Domande. Ipotesi. Nel frattempo i fatti dicono che a Napoli Martina ha vinto, e a Salerno e Benevento ha stravinto, sfiorando rispettivamente il 55%, il 65% e il 70% (oltre l’84% nella sola Salerno città). Forte del traino dei gruppi dei consiglieri regionali e parlamentari campani quasi tutti dalla sua parte. E senza un endorsement chiaro di De Luca in suo favore. Ma non ce n’è stato bisogno. Si è schierato il suo mondo, a cominciare dal consigliere regionale Antonio Marciano, portavoce campano della mozione Martina, proseguendo per il vicepresidente della giunta Fulvio Bonavitacola. Martina ha goduto anche del sostegno di uno che deluchiano non è, l’ex sottosegretario alle Infrastrutture di Letta, Renzi e Gentiloni, Umberto Del Basso De Caro, che a Benevento ha fatto incetta per sé nella corsa alla segreteria regionale, conquistando l’82%. Per la segreteria campana però i giochi sembrano già chiusi: viaggia verso la vittoria il sindaco di Poggiomarino Leo Annunziata, che sfonda il muro del 55%, voluto da De Luca e da una parte della mozione Zingaretti.
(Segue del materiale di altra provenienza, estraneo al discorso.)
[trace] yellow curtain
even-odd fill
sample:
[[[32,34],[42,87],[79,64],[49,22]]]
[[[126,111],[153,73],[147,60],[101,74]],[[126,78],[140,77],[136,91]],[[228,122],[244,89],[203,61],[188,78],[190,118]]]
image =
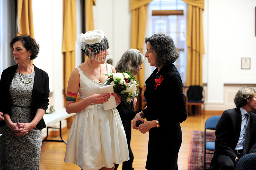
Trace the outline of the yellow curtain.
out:
[[[203,27],[204,0],[183,0],[187,4],[186,85],[203,86],[203,54],[205,53]]]
[[[143,54],[143,46],[145,45],[145,34],[147,22],[147,8],[148,4],[152,0],[131,0],[131,10],[132,13],[131,47],[138,49]],[[144,65],[143,64],[144,68]],[[140,82],[141,87],[144,85],[144,69],[139,72],[136,78]]]
[[[85,32],[94,30],[92,6],[96,5],[96,0],[85,0]]]
[[[17,1],[17,36],[28,35],[35,38],[32,1],[32,0],[18,0]]]
[[[76,1],[64,0],[63,10],[62,52],[65,99],[69,78],[72,70],[75,66],[75,45],[77,39]]]

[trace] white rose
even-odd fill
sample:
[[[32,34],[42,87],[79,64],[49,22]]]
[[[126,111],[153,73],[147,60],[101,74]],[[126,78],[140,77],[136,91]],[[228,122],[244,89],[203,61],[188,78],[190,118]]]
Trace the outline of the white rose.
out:
[[[124,80],[120,80],[120,83],[119,83],[121,85],[125,85],[126,84],[126,83],[125,83],[125,81]]]
[[[124,76],[125,78],[126,79],[129,79],[130,78],[130,75],[126,73],[124,73],[123,75]]]
[[[123,80],[123,75],[121,73],[113,74],[113,79],[114,80],[116,80],[118,78],[121,79],[121,80]]]
[[[126,99],[126,101],[128,102],[130,102],[130,103],[131,103],[131,100],[133,98],[131,97],[128,97]]]
[[[135,81],[133,79],[131,79],[131,80],[130,81],[131,83],[133,84],[134,84],[135,85],[137,85],[137,83],[136,83],[136,81]]]
[[[125,90],[124,92],[128,92],[131,93],[132,96],[133,96],[136,94],[137,91],[137,88],[135,85],[132,84],[131,85],[130,87],[127,89]]]

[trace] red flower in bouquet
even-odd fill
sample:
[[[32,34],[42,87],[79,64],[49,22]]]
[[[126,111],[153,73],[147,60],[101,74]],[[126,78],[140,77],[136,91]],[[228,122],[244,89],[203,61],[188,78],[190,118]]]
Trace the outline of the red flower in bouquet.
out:
[[[162,84],[163,80],[164,80],[164,78],[162,77],[162,75],[158,77],[156,79],[155,79],[155,82],[156,82],[156,85],[154,85],[155,86],[155,89],[156,89],[158,86]]]

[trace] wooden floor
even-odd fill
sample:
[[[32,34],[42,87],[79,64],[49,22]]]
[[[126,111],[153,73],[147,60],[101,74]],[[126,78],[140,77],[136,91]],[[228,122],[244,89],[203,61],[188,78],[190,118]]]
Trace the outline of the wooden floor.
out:
[[[207,114],[204,119],[199,115],[189,116],[186,121],[181,123],[183,140],[178,159],[179,170],[187,170],[191,131],[204,130],[205,123],[208,118],[215,115],[221,115],[222,113],[222,112],[218,112]],[[68,135],[67,133],[63,135],[63,138],[66,140]],[[148,133],[143,134],[138,130],[133,129],[132,131],[131,145],[134,157],[133,165],[135,170],[146,169],[145,166],[148,139]],[[66,145],[64,142],[44,142],[41,151],[40,169],[81,169],[76,165],[64,162],[66,147]],[[121,164],[120,164],[117,170],[121,170]]]

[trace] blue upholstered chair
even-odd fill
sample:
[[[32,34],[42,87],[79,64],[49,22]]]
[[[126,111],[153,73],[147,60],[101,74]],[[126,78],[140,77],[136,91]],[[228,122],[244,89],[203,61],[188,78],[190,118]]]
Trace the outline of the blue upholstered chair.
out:
[[[189,105],[199,106],[201,112],[205,117],[205,94],[203,87],[200,86],[190,86],[185,89],[185,95],[186,98],[186,106],[188,115],[189,115]],[[203,109],[202,109],[202,106]]]
[[[249,154],[241,156],[236,162],[233,170],[256,169],[256,154]]]
[[[213,154],[211,152],[206,152],[207,150],[214,151],[215,150],[215,142],[214,141],[206,141],[206,129],[215,130],[216,126],[220,116],[214,116],[210,117],[206,120],[205,125],[205,139],[204,139],[204,167],[203,169],[205,169],[206,163],[210,163],[210,162],[206,162],[205,157],[206,154]]]

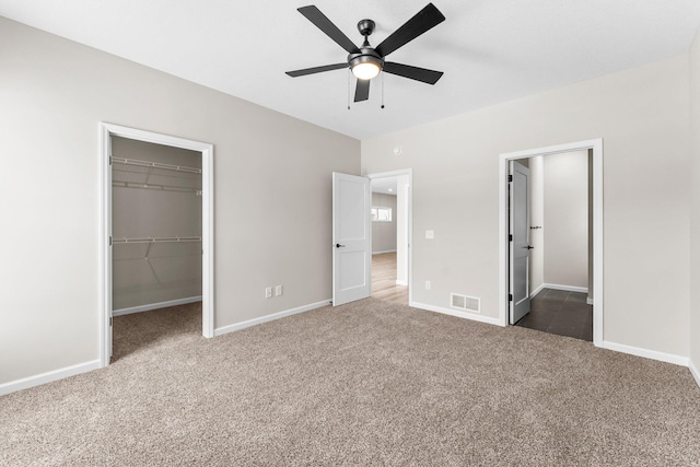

Il segretario del Pd di Napoli Massimo Costa plaude entusiasta ai dati provenienti dal suo territorio: “Hanno votato quasi 9mila iscritti, ritengo che sia un risultato straordinario, abbiamo dimostrato che a Napoli le primarie si possono svolgere con ordine e organizzazione”. Per la verità fino a pochi anni fa a questi appuntamenti votavano in più di 20mila, e fino a lunedì sera risultavano smarriti i verbali di 36 circoli su 126. “Colpa di una casella mail piena” spiega una fonte della segreteria napoletana. Li hanno ritrovati e contabilizzati nel comunicato finale che attesta Martina a 4.623 voti tra Napoli e provincia contro i 2.958 di Zingaretti e i 716 di Roberto Giachetti. Al momento qui non si segnalano ricorsi, mentre a Salerno ce n’è uno che riguarda il circolo dove è andata a votare Anna Apicella, moglie dell’ex europarlamentare Alfonso Andria. Quando la signora ha chiesto la scheda ha trovato lo spazio nel registro corrispondente al suo nome già siglato. Qualcuno aveva votato al suo posto. Poi sono risultate scrutinate 269 schede rispetto a 216 votanti. Il circolo in questione si chiama ‘Angelo Vassallo’, il sindaco di Pollica che praticava la legalità e la tutela dei beni comuni, ucciso nel 2010 da una mano ancora ignota. Circostanza che ha fatto indignare Dario Vassallo, presidente della Fondazione intitolata al fratello: “Cari candidati alla segreteria, vedo quello che accade a Salerno proprio nel circolo che porta il nome del sindaco pescatore, e voi continuate a tacere. Non state facendo una bella figura”.